Verma Arjun, Sanaiha Yas, Ebrahimian Shayan, Jaman Rakin, Lee Cory, Revels Sha'Shonda, Benharash Peyman
Cardiovascular Outcomes Research Laboratory, David Geffen School of Medicine, Los Angeles, CA.
Cardiovascular Outcomes Research Laboratory, David Geffen School of Medicine, Los Angeles, CA; Division of Cardiac Surgery, Department of Surgery, University of California Los Angeles, CA.
Surgery. 2022 Nov;172(5):1478-1483. doi: 10.1016/j.surg.2022.07.006. Epub 2022 Aug 26.
Conversion to open is a potentially serious intraoperative event associated with minimally invasive pulmonary lobectomy. However, the impact of institutional expertise on conversion to open has not been studied on a large scale. We used a nationally representative database to evaluate the association between hospital pulmonary lobectomy caseload and rates of conversion to open.
All adults who underwent minimally invasive pulmonary lobectomy were identified from the 2017 to 2019 Nationwide Readmissions Database. Annual institutional caseloads of open and minimally invasive lobectomy were independently tabulated. Restricted cubic splines were used to parametrize the relationship between conversion to open and hospital volumes. Furthermore, multivariable regression was used to examine the association of conversion to open with in-hospital mortality, length of stay, and hospitalization costs.

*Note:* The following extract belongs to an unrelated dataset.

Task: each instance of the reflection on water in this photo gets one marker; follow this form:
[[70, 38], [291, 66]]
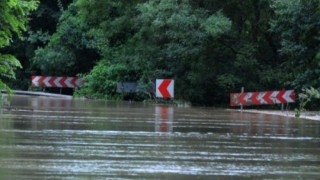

Of an estimated 52,886 patients who met study criteria, 4.9% required conversion to open. Compared to others, conversion to open patients were slightly younger (66 vs 67 years) and more commonly male (52.2 vs 42.3%, P < .001). After adjustment, male sex (adjusted odds ratio 1.42), history of tobacco use (adjusted odds ratio 1.35), and prior radiation therapy (adjusted odds ratio 1.35, P < .001) were associated with increased odds of conversion to open. Increasing minimally invasive lobectomy volume was linked to lower risk-adjusted rates of conversion to open, whereas greater open lobectomy caseload was associated with higher rates. Despite no impact on mortality (adjusted odds ratio 1.11, P = .73), conversion to open was associated with a 1.2-day increment in length of stay and $5,600 in attributable costs.
The present study found institutional minimally invasive pulmonary lobectomy caseload to be associated with decreased rates of conversion to thoracotomy, emphasizing the relevance of minimally invasive training among surgeons and perioperative staff.
转为开胸手术是与微创肺叶切除术相关的潜在严重术中事件。然而,机构专业水平对转为开胸手术的影响尚未得到大规模研究。我们使用了一个全国代表性数据库来评估医院肺叶切除病例数与转为开胸手术率之间的关联。
从2017年至2019年全国再入院数据库中识别出所有接受微创肺叶切除术的成年人。分别列出每年机构开胸和微创肺叶切除术的病例数。使用受限立方样条来参数化转为开胸手术与医院手术量之间的关系。此外,使用多变量回归来检验转为开胸手术与住院死亡率、住院时间和住院费用之间的关联。
在估计符合研究标准的52,886例患者中,4.9%需要转为开胸手术。与其他患者相比,转为开胸手术的患者年龄稍小(66岁对67岁),男性更常见(52.2%对42.3%,P <.001)。调整后,男性(调整后的优势比1.42)、吸烟史(调整后的优势比1.35)和既往放疗史(调整后的优势比1.35,P <.001)与转为开胸手术的几率增加相关。微创肺叶切除量的增加与风险调整后的较低转为开胸手术率相关,而开胸肺叶切除病例数越多则与较高的率相关。尽管对死亡率没有影响(调整后的优势比1.11,P =.73),但转为开胸手术与住院时间增加1.2天和归因费用增加5600美元相关。
本研究发现机构微创肺叶切除病例数与开胸手术率降低相关,强调了外科医生和围手术期工作人员进行微创培训的相关性。